Per usare le parole di Eduardo De Filippo:” Napule è 'nu paese curiuso, è 'nu teatro antico, sempre apierto. Ce nasce gente ca senza cuncierto, scenne p' 'e strate e sape recità”. Grazie ad Isabella, siamo tornati indietro nel tempo, ci siamo immersi in quel “teatro” dalle strade anguste e pittoresche, risonanti di brani sublimi, imperituri, pregni di amori incondizionati, amarezze, compianto e “rinunzia”, testi intramontabili dell'eccellenza della canzone italiana, accompagnati talvolta dal mandolino, chitarra, tammurrielli, putipù e triccheballacche.
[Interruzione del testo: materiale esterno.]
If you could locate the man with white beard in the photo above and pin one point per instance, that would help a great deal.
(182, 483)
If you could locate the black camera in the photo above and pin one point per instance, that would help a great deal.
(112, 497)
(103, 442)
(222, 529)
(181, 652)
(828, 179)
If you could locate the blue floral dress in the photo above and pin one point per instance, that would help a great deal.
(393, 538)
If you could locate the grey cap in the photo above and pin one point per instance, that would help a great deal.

Lo stesso Benedetto Croce, fervente studioso e custode della Napoli antica e genuina che difese strenuamente dal degrado, investì le proprie energie per far conoscere la cultura partenopea, dedicandosi a ricerche che ne evidenziassero i preziosi tesori (come possiamo vedere in “Storie e leggende napoletane” del 1919, in cui viene evocato lo spirito della città, fatto di cronache e vicende disparate, che ancora agitavano quei luoghi), dando addirittura vita, su proposta di Salvatore Di Giacomo, nel 1892 alla rivista “Napoli Nobilissima”. D'altronde, “il legame sentimentale col passato prepara e aiuta l’intelligenza storica, condizione di ogni vero avanzamento civile, e soprattutto assai ingentilisce gli animi”.
“Quando levandomi dal tavolino, mi affaccio al balcone della mia stanza, l'occhio scorre sulle vetuste fabbriche che sorgono all'incrocio della via Trinità Maggiore con quelle di San Sebastiano e Santa Chiara.[...]Di là dal campanile, mi si profila come in fuga il muro merlato dell'immenso monastero che la vita moderna ha assediato finora indarno delle sue cupide brame, e dove persistono ancora alcune poche suore vecchissime, dai nomi aristocratici, ultime rappresentazioni del trecento della più altera nobiltà napoletana, che soleva accogliere ai tempi del suo massimo splendore […] E' dolce sentirsi chiusi nel grembo di queste vecchie fabbriche”.
Questo era ciò che animava Croce, ed è lo stesso che sono sicura alimenti la passione di questa talentuosa interprete. Coraggiosamente, nonostante il genere sia stato definito ormai desueto e superato, testimone di un'epoca che non ritornerà più, snobbato dalla nostra generazione e dal mercato discografico, Isabella Alfano sta portando avanti il suo lavoro di alto spessore, per mantenere ancora vivo questo patrimonio collettivo, che spero non venga mai dimenticato.